‘Yes,’ said Cecilia, ‘I understand. The relationship you had with him, it was not so good.’
Kate nodded. ‘Well, sometimes it was, especially in the beginning. But he started having these rages. He would throw things and yell at people for nothing at all. There didn’t seem to be any reason for it. I found myself tensing up all the time, kind of anticipating.’
Cecilia nodded. ‘I understand very well. But I’ve never seen Harry like that. Go on.’
‘I was tired of being tense all the time. If I tried to talk about anything with him that he didn’t agree with, he would just get mad, so finally one day when he was at a class I packed up everything I had and just drove away.’
‘And you didn’t tell him you were leaving?’
‘No.’
‘Really? Why not?’
Kate stared at Cecilia. ‘I was afraid of him.
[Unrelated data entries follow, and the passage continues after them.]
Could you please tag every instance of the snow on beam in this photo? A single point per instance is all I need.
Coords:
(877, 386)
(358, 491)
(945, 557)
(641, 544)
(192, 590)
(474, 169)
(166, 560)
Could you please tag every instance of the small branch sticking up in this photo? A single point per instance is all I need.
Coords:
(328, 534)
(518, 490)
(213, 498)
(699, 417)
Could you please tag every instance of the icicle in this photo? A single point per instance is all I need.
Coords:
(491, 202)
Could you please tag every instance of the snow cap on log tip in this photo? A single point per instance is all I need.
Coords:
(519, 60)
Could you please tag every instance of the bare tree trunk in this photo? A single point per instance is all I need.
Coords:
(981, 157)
When he went into a rage he was a different person, not like the Harry you’re talking about.’
‘But now you’re still thinking about him. This—’ She glanced at Malcolm. ‘This detective here wants to investigate my daughter’s disappearance. You’re wondering if Harry did something to my daughter.’
‘Yes. Look, someone seems to be after me right now. Someone shot at my car, someone— It’s a long story. I left Harry so abruptly, and now, with Anna Marie missing, I’m wondering, well, you know …’
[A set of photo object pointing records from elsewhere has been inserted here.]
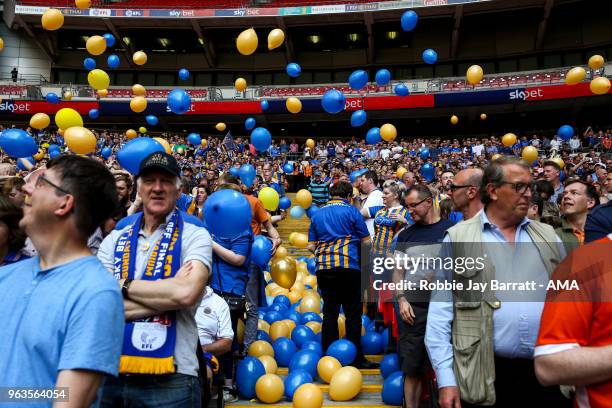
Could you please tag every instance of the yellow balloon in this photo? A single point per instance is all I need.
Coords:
(308, 396)
(52, 19)
(98, 79)
(96, 45)
(509, 139)
(284, 272)
(474, 74)
(240, 84)
(269, 388)
(345, 384)
(269, 363)
(80, 140)
(247, 42)
(575, 76)
(269, 198)
(40, 121)
(596, 62)
(294, 105)
(327, 367)
(600, 85)
(529, 154)
(303, 198)
(138, 104)
(68, 117)
(388, 132)
(261, 348)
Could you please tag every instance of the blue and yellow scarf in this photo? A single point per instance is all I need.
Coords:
(148, 344)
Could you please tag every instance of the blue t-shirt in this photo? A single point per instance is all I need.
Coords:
(64, 318)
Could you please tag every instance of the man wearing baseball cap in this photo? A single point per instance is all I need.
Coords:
(162, 262)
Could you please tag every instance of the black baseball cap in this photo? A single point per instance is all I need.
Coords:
(160, 161)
‘I don’t know.’ Cecilia sat straight up in the booth. ‘Let me tell you something – Harry was never ever anything but a gentleman to my girl. He always treated her very lovingly.’
The waitress brought the coffee, the waffle, the side of bacon. Kate pushed the bacon towards Malcolm, towards Cecilia. ‘I only want one slice,’ she said.
Malcolm took some bacon.
Cecilia did not. She watched as Kate smeared butter on the waffle, a little jam, and took a bite. Cecilia pushed her own plate away – about half the English muffin was uneaten. Everyone sat silently watching Kate eat her waffle.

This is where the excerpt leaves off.